WithAutonomi · mickvandijke · Jun 22, 2026 · Jun 22, 2026 · Jun 22, 2026 · Jun 22, 2026
diff --git a/src/replication/audit.rs b/src/replication/audit.rs
@@ -19,6 +19,7 @@ use crate::replication::protocol::{
 use crate::replication::types::{
     AuditFailureReason, AuditFailureSummary, FailureEvidence, PeerSyncRecord, RepairProofs,
 };
+use crate::replication::{is_inbound_replication_overloaded_reason, OverloadClaimTracker};
 use crate::storage::LmdbStorage;
 use saorsa_core::identity::PeerId;
 use saorsa_core::P2PNode;
@@ -86,20 +87,55 @@ pub async fn audit_tick(
     .await
 }
 
+/// Execute one repair-proof-gated audit tick with a fresh overload-claim
+/// tracker.
+///
+/// This preserves the public helper signature that existed before inbound
+/// overload accounting was added. The replication engine uses the crate-private
+/// tracker-aware helper so overload claim budgets persist across audit ticks.

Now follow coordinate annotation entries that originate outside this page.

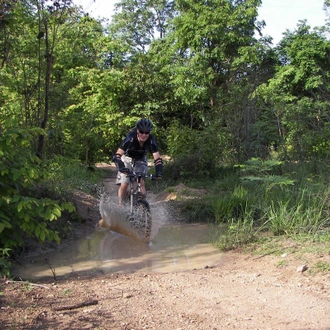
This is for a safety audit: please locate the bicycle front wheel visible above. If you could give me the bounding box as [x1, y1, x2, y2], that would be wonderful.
[133, 201, 152, 242]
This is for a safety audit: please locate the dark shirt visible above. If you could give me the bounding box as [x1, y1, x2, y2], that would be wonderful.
[119, 129, 159, 159]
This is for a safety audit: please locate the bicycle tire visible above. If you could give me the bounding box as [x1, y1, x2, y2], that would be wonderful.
[133, 200, 152, 242]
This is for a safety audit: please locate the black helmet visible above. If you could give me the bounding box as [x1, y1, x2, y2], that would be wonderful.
[136, 118, 153, 132]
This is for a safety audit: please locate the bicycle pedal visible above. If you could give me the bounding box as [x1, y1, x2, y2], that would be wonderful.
[126, 215, 134, 222]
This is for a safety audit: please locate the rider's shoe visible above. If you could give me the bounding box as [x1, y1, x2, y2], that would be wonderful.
[137, 194, 147, 201]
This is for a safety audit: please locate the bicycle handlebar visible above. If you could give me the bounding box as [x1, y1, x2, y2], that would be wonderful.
[122, 171, 158, 181]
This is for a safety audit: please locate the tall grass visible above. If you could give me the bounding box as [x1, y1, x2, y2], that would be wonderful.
[173, 159, 330, 249]
[213, 160, 330, 249]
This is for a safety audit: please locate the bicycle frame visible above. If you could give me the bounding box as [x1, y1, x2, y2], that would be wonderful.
[126, 172, 153, 242]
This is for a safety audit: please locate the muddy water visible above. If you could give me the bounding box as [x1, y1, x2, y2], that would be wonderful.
[13, 174, 221, 280]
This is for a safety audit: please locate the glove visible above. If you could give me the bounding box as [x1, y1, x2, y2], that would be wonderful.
[118, 167, 129, 173]
[155, 172, 163, 180]
[154, 158, 164, 180]
[112, 154, 126, 172]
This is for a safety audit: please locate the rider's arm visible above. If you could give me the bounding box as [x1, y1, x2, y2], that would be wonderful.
[152, 151, 164, 179]
[112, 148, 125, 171]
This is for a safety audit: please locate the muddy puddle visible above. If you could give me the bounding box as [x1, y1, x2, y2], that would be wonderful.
[12, 178, 222, 281]
[13, 219, 221, 281]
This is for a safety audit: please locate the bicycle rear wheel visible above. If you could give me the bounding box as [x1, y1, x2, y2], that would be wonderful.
[133, 200, 152, 242]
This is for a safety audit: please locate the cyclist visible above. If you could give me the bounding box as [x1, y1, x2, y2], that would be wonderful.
[113, 118, 163, 205]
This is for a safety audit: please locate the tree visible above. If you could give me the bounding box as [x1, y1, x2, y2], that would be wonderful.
[259, 21, 330, 159]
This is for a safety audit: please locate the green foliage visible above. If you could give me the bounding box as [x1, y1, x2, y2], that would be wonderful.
[0, 248, 11, 277]
[167, 121, 225, 179]
[0, 129, 73, 248]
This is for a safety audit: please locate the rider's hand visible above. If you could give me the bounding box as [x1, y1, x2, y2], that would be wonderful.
[155, 172, 163, 180]
[119, 167, 129, 173]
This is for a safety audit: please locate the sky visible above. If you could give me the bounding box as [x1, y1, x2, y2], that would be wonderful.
[73, 0, 326, 45]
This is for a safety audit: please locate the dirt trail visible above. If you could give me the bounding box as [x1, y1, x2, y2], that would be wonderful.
[0, 166, 330, 330]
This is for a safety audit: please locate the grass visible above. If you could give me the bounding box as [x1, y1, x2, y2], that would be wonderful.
[166, 160, 330, 253]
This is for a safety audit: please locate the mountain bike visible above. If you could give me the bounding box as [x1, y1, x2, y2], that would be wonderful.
[126, 171, 156, 242]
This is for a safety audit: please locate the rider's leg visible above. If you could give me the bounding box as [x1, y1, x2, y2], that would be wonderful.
[118, 182, 128, 205]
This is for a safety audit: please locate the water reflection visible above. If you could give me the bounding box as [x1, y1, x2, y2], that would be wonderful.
[13, 224, 221, 280]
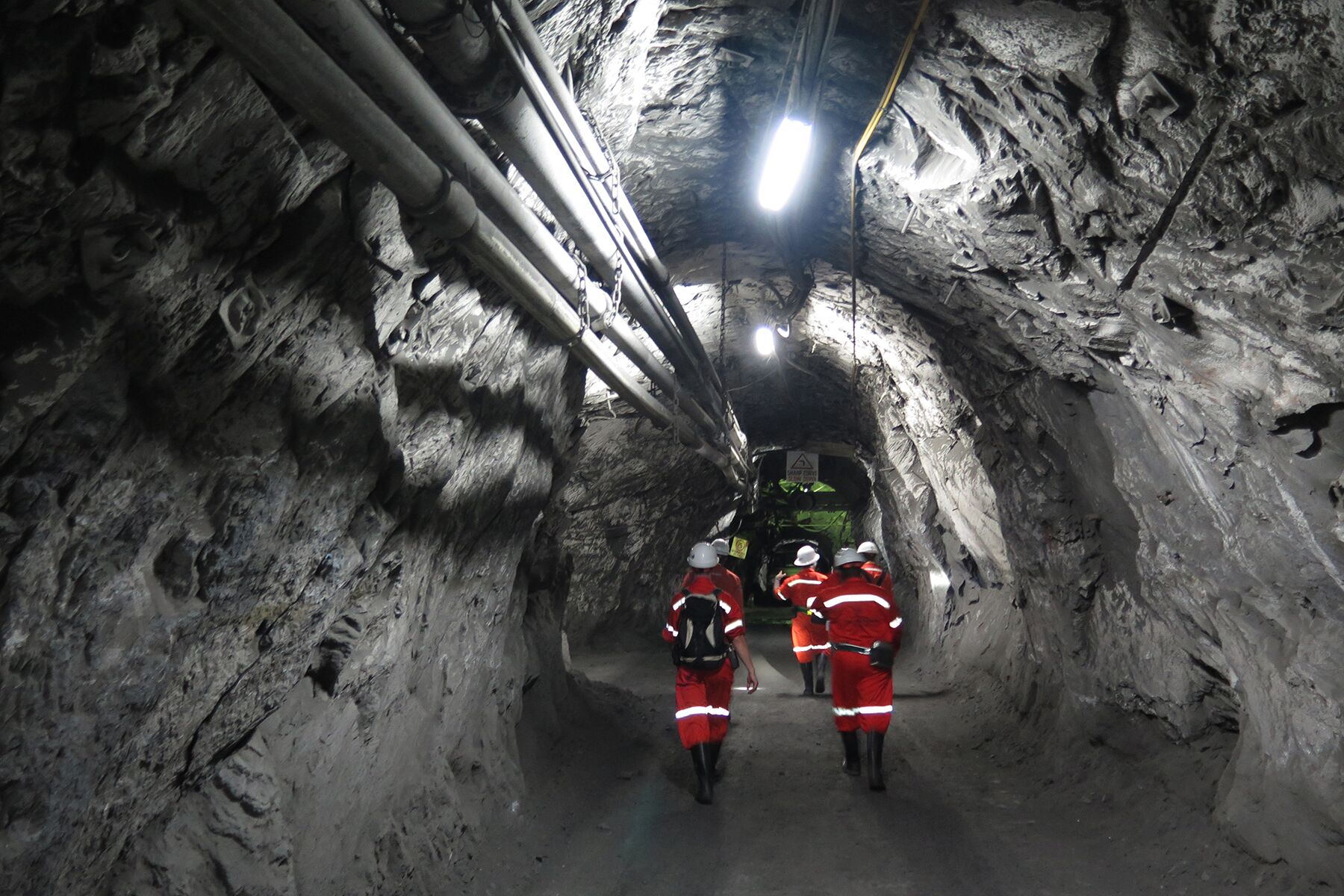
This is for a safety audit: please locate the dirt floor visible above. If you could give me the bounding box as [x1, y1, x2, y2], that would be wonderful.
[477, 626, 1332, 896]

+#[allow(clippy::implicit_hasher, clippy::too_many_lines)]
+pub async fn audit_tick_with_repair_proofs(
+    p2p_node: &Arc<P2PNode>,
+    storage: &Arc<LmdbStorage>,
+    config: &ReplicationConfig,
+    sync_history: &HashMap<PeerId, PeerSyncRecord>,
+    repair_proofs: &Arc<RwLock<RepairProofs>>,
+    current_sync_epoch: u64,
+    is_bootstrapping: bool,
+) -> AuditTickResult {
+    let overload_tracker = Arc::new(OverloadClaimTracker::new());
+    audit_tick_with_repair_proofs_and_overload_tracker(
+        p2p_node,
+        storage,
+        config,
+        sync_history,
+        repair_proofs,
+        current_sync_epoch,
+        &overload_tracker,
+        is_bootstrapping,
+    )
+    .await
+}
+
 /// Execute one repair-proof-gated audit tick.
 ///
 /// This is the production path used by the replication engine. The
 /// compatibility [`audit_tick`] wrapper passes an empty proof table, so direct
 /// callers that have not adopted repair proofs remain conservative and do not
 /// audit peers for unproven keys.
-#[allow(clippy::implicit_hasher, clippy::too_many_lines)]

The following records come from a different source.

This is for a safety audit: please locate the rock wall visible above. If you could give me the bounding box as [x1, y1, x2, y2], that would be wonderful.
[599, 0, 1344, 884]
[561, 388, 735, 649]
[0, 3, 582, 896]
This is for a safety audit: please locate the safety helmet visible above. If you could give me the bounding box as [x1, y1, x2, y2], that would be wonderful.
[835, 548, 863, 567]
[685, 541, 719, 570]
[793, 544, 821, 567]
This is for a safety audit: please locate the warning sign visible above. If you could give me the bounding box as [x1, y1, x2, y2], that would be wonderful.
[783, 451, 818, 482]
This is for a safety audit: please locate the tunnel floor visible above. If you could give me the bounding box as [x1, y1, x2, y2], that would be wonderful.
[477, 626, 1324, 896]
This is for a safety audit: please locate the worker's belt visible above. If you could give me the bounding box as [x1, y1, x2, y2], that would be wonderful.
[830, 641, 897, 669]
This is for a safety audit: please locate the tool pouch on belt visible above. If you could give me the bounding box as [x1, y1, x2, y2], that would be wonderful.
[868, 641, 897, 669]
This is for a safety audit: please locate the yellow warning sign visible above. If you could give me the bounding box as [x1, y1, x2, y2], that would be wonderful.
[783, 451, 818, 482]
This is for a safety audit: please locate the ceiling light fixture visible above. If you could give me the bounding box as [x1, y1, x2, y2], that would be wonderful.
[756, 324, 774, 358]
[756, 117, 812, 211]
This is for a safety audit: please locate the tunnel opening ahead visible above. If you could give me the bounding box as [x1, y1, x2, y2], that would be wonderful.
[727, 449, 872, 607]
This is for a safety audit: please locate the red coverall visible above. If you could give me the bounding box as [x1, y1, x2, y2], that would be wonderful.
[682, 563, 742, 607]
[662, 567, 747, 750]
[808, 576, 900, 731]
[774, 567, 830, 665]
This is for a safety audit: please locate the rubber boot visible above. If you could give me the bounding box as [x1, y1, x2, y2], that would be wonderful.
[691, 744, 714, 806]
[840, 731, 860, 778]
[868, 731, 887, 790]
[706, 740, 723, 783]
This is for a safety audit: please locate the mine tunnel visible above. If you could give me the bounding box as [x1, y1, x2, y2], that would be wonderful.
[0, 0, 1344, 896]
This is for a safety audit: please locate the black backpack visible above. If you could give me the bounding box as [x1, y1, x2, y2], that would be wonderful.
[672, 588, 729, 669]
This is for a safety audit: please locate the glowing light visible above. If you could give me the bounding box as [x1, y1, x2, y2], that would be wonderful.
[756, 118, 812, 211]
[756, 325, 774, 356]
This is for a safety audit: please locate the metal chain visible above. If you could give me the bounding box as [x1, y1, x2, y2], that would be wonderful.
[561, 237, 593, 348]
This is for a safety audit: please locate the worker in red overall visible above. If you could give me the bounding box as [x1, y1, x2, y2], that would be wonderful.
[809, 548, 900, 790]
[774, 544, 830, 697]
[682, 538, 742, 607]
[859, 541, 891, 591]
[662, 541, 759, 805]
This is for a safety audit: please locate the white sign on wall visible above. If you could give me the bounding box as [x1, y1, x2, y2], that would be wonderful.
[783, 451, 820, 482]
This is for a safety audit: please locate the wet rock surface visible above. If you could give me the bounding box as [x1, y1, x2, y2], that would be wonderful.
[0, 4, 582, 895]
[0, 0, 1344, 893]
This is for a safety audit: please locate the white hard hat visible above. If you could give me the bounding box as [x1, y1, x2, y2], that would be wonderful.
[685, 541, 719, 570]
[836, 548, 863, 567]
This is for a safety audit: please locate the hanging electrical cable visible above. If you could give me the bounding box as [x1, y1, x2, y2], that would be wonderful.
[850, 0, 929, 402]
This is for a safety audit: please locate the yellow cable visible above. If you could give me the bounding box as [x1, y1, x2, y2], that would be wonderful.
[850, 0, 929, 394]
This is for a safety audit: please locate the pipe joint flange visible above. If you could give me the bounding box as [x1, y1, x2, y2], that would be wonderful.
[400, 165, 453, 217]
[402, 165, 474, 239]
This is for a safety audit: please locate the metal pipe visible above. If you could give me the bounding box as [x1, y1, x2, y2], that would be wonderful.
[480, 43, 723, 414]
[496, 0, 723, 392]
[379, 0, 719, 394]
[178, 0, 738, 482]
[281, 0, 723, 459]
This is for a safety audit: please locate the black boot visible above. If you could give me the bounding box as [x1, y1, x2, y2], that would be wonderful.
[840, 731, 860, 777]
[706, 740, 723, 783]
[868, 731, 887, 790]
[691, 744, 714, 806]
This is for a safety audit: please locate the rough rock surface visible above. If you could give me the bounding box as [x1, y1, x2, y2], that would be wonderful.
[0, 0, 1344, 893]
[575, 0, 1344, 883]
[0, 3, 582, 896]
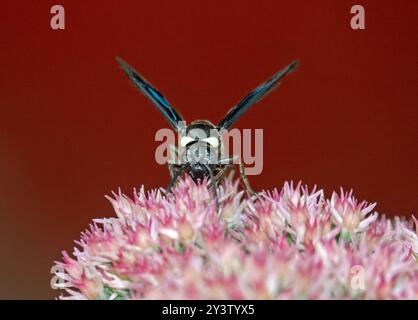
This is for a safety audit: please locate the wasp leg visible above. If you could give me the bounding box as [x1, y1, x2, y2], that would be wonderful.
[167, 163, 190, 193]
[239, 162, 257, 197]
[203, 164, 219, 212]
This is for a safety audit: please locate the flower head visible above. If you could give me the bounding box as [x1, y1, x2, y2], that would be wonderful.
[52, 177, 418, 299]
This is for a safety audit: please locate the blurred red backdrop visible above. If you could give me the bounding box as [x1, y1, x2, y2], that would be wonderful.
[0, 0, 418, 299]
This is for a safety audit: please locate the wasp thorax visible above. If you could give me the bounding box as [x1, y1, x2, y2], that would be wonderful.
[180, 121, 221, 165]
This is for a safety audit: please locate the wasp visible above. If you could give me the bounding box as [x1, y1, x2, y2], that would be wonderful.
[116, 57, 299, 195]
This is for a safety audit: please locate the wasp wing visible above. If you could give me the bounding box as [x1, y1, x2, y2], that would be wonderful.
[218, 61, 299, 129]
[116, 57, 183, 130]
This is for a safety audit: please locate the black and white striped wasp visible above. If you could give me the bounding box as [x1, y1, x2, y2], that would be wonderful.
[116, 58, 298, 194]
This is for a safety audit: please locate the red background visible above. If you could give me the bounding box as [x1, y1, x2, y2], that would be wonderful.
[0, 0, 418, 298]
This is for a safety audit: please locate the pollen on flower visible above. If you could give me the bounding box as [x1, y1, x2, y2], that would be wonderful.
[56, 177, 418, 299]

-pub async fn audit_tick_with_repair_proofs(
+#[allow(
+    clippy::implicit_hasher,
+    clippy::too_many_lines,
+    clippy::too_many_arguments
+)]
+pub(crate) async fn audit_tick_with_repair_proofs_and_overload_tracker(
     p2p_node: &Arc<P2PNode>,
     storage: &Arc<LmdbStorage>,
     config: &ReplicationConfig,
     sync_history: &HashMap<PeerId, PeerSyncRecord>,
     repair_proofs: &Arc<RwLock<RepairProofs>>,
     current_sync_epoch: u64,
+    overload_tracker: &Arc<OverloadClaimTracker>,
     is_bootstrapping: bool,
 ) -> AuditTickResult {
     // Invariant 19: never audit while still bootstrapping.
@@ -264,6 +300,8 @@ pub async fn audit_tick_with_repair_proofs(
                 )
                 .await;
             }
+            // A cooperative response clears any prior overload streak.

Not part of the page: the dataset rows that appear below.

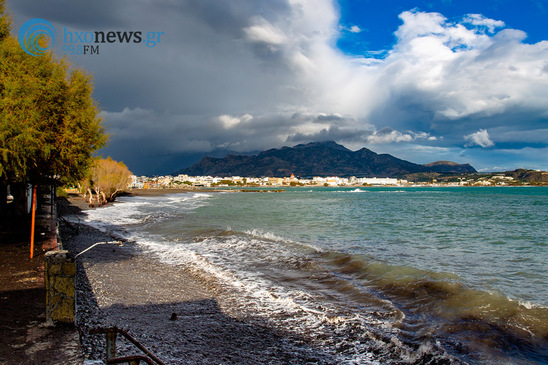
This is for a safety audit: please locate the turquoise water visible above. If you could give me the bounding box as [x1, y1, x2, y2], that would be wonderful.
[84, 187, 548, 364]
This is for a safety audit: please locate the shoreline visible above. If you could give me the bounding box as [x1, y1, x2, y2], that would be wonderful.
[61, 200, 336, 364]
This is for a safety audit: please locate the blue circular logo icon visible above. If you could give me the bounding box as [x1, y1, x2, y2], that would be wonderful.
[19, 18, 56, 56]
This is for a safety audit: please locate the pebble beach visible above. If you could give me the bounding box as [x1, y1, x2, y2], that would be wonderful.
[61, 193, 334, 364]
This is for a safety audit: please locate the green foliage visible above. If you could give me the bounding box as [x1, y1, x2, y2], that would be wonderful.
[81, 157, 132, 203]
[0, 0, 106, 184]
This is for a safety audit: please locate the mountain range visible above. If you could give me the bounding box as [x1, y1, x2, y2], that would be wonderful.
[174, 141, 476, 177]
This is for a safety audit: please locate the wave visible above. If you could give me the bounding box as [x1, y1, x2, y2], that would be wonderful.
[324, 252, 548, 359]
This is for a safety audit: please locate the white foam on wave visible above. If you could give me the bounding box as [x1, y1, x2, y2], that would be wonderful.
[83, 193, 215, 238]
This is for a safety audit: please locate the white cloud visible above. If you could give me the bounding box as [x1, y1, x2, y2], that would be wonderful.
[243, 17, 287, 46]
[17, 0, 548, 173]
[349, 25, 362, 33]
[464, 129, 495, 148]
[463, 14, 504, 33]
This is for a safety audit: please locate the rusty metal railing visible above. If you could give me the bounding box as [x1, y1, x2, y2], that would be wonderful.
[89, 327, 165, 365]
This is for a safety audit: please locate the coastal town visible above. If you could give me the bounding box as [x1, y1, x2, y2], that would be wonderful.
[129, 170, 548, 189]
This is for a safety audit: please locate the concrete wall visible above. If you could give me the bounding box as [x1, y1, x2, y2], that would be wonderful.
[45, 250, 76, 323]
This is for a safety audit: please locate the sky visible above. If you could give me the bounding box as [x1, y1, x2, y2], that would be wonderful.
[8, 0, 548, 175]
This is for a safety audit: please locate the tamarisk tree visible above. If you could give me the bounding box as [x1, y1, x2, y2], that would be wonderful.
[80, 157, 133, 205]
[0, 0, 107, 213]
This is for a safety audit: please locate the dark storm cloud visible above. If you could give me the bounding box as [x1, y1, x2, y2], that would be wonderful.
[8, 0, 548, 172]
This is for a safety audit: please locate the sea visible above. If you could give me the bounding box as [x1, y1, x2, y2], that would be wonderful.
[82, 186, 548, 364]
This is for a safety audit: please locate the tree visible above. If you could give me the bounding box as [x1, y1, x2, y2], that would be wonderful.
[0, 0, 107, 213]
[80, 157, 133, 205]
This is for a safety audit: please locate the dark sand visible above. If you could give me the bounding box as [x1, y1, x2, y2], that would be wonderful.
[61, 195, 336, 364]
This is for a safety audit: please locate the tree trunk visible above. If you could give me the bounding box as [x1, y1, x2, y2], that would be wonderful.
[0, 183, 8, 217]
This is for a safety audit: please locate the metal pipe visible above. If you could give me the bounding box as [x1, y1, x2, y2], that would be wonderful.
[74, 241, 122, 258]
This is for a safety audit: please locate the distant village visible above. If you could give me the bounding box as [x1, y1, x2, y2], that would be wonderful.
[129, 173, 536, 189]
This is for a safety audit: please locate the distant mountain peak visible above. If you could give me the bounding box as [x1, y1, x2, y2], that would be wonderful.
[176, 141, 476, 177]
[296, 141, 350, 151]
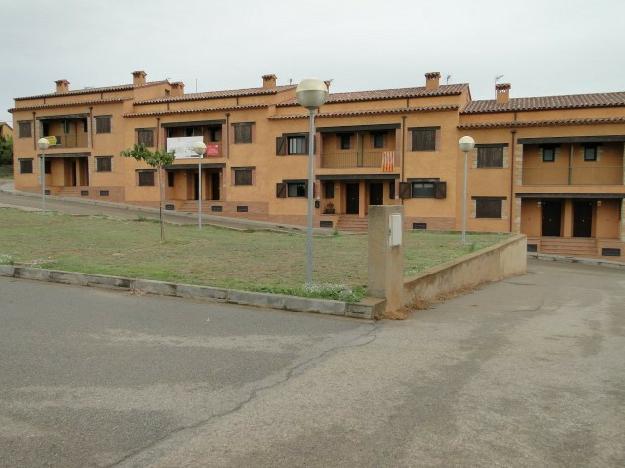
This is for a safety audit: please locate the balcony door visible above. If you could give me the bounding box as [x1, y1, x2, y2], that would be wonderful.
[345, 182, 360, 214]
[542, 200, 562, 236]
[369, 182, 384, 205]
[573, 200, 593, 237]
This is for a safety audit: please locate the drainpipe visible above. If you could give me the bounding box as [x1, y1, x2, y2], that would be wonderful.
[508, 128, 516, 232]
[402, 114, 410, 205]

+            overload_tracker.record_normal_response(&challenged_peer);
             // Step 7b: Bootstrapping claim.
             AuditTickResult::BootstrapClaim {
                 peer: challenged_peer,
@@ -285,6 +323,8 @@ pub async fn audit_tick_with_repair_proofs(
                 )
                 .await;
             }
+            // A cooperative response clears any prior overload streak.
+            overload_tracker.record_normal_response(&challenged_peer);
             verify_digests(
                 &challenged_peer,
                 challenge_id,
@@ -313,6 +353,30 @@ pub async fn audit_tick_with_repair_proofs(
                 )
                 .await;
             }
+            if is_inbound_replication_overloaded_reason(&reason) {
+                // Honor a brief genuine overload, but do not let a peer dodge
+                // the audit indefinitely by always claiming to be overloaded.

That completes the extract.